For too many Americans, “civics” is either a vague mystery or akin to a dental cleaning: we know that we should do it but would avoid it if possible. Regrettably, our country has chosen in the past 50 years the path of avoidance and ignorance by demoting civic education in our schools, including higher education, which also deems civics unserious, unpleasant, or less important. The consequences of this de facto policy have been disastrous for our educational system and our civic culture. Some educators, scholars, and civic leaders have warned about it, and some serious efforts have been undertaken to redress it. Nonetheless, what retired Supreme Court Justice Sandra Day O’Connor diagnosed over a decade ago as America’s “quiet crisis” remains a crisis, even if some progress has been made in raising awareness about the problem.

I’m grateful to have been born into a family of fairly recent immigrants who instilled in me a love of America as an exceptional country, if a work in progress, along with a love of education. I also am grateful for those teachers who sustained an educational tradition stemming from the ancient Greeks and Romans, and that thrived in America until the last century—a serious civic education, regarded as both a duty for any free person in a decent political order and an indispensable element of an examined life.

To define civics and civic education, I invoke a recent national study of which I was a coauthor—along with scholars and educators from Arizona State University, Harvard, Tufts, iCivics, and the Arizona department of education—titled Educating for American Democracy. We gathered as a heterogeneous group by design, holding progressive and liberal-to-conservative views; yet we shared a premise that study of U.S. history must be melded with study of America’s constitutional and political principles to prepare citizens for self-government. Such a civic education is indispensable for preparing informed and engaged participants in the American experiment. It requires instruction from kindergarten through high school—and into higher education for those so fortunate—of the civic knowledge and civic virtues needed to contribute responsibly to civil society and political affairs.

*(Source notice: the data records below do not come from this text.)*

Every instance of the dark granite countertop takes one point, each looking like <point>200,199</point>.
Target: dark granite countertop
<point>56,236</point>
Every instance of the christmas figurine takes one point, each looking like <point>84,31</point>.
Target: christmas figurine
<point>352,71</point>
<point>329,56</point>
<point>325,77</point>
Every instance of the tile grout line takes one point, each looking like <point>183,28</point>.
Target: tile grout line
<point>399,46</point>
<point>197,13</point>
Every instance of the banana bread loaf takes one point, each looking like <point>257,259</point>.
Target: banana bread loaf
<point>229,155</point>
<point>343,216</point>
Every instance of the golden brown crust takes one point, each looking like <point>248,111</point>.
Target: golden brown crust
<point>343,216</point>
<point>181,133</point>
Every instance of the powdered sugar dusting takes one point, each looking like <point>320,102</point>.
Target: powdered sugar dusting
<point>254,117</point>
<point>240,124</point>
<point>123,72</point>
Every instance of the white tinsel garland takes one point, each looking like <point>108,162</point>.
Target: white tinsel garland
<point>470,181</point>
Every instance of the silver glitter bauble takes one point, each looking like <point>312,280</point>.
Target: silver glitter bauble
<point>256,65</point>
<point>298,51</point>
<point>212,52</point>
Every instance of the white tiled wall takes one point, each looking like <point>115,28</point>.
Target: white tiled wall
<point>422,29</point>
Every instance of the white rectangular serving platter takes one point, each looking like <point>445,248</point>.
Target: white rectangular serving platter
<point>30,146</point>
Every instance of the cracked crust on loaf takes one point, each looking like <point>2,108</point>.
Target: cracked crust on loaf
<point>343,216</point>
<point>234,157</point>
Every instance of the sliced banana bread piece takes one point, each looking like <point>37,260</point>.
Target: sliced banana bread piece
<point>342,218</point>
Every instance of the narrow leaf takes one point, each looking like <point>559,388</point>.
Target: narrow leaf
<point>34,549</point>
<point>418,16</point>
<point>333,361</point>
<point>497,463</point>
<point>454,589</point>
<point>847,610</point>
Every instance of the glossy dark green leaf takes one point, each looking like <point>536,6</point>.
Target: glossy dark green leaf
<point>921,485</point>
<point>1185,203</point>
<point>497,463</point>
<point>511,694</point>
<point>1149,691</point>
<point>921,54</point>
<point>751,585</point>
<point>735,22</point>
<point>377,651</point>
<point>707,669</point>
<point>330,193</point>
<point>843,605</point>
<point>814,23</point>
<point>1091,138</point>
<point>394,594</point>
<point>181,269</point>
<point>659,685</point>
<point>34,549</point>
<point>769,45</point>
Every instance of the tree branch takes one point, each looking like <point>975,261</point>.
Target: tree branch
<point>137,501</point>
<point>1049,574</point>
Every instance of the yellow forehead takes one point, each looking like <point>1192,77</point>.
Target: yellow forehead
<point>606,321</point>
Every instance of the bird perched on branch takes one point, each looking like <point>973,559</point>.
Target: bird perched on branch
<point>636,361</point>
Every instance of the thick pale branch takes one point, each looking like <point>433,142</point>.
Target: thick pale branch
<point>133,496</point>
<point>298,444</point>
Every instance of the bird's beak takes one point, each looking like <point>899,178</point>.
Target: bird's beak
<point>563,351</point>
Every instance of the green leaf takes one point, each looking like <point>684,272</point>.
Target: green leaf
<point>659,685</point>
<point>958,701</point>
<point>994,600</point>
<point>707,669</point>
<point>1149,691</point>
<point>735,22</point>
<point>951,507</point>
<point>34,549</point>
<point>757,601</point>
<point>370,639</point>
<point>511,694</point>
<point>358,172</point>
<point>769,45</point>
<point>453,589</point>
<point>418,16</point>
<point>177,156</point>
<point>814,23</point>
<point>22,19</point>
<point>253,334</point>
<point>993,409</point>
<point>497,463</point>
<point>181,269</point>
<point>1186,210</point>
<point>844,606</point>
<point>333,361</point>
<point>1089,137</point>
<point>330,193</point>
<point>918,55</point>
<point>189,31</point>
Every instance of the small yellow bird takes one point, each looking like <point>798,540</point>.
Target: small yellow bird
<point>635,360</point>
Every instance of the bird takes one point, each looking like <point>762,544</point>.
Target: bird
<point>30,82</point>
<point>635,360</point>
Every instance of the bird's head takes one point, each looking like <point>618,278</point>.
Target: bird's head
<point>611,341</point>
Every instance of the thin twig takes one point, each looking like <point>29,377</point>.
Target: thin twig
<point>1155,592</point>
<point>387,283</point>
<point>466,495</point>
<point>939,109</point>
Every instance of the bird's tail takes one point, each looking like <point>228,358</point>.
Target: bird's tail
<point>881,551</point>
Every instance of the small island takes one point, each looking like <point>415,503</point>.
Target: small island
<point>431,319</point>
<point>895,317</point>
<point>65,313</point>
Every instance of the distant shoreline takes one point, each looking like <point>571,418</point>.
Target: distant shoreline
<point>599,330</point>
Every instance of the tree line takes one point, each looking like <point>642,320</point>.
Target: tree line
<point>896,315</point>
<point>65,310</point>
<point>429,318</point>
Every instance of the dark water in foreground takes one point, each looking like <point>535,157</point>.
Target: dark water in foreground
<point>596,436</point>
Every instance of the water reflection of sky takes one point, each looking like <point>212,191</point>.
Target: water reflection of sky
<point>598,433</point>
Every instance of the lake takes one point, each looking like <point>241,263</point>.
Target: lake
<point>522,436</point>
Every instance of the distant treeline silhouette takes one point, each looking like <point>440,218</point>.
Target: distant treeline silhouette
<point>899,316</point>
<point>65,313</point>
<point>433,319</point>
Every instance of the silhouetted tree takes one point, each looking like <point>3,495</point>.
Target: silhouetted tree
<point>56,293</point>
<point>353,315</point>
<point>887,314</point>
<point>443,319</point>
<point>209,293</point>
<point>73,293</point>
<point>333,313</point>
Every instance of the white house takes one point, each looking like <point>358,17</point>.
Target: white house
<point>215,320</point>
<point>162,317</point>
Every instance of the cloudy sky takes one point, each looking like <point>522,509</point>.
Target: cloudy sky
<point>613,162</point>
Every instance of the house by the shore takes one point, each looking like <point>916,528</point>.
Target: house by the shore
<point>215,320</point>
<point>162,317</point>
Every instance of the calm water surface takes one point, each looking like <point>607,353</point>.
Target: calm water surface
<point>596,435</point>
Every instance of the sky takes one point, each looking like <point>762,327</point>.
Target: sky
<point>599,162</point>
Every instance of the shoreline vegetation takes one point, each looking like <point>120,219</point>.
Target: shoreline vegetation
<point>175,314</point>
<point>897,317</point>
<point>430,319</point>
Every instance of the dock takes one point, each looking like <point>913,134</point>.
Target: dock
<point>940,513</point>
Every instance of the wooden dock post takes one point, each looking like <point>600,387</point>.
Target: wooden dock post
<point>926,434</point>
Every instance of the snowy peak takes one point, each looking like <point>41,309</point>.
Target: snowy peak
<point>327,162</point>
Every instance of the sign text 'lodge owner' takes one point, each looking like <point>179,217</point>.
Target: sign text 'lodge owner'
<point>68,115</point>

In our deliberations, we noted that America had rallied against external threats in the past 75 years by re-investing in both K-12 and higher education and re-designing their priorities. This process occurred in response to the 1957 Sputnik crisis of the Cold War and the economic-competitiveness crisis of the 1980s, with the educational beneficiary largely being science, technology, and mathematical studies, or STEM. America has forgotten, however, Lincoln’s 1838 warning on the perpetuation of our political order: that if America were to fail, it would not be by foreign conquest but by suicide—due to civic ignorance about our laws and Constitution, combined with a decline in the civic virtues needed to sustain civil disagreement and civic friendship amid the diverse views in our republic.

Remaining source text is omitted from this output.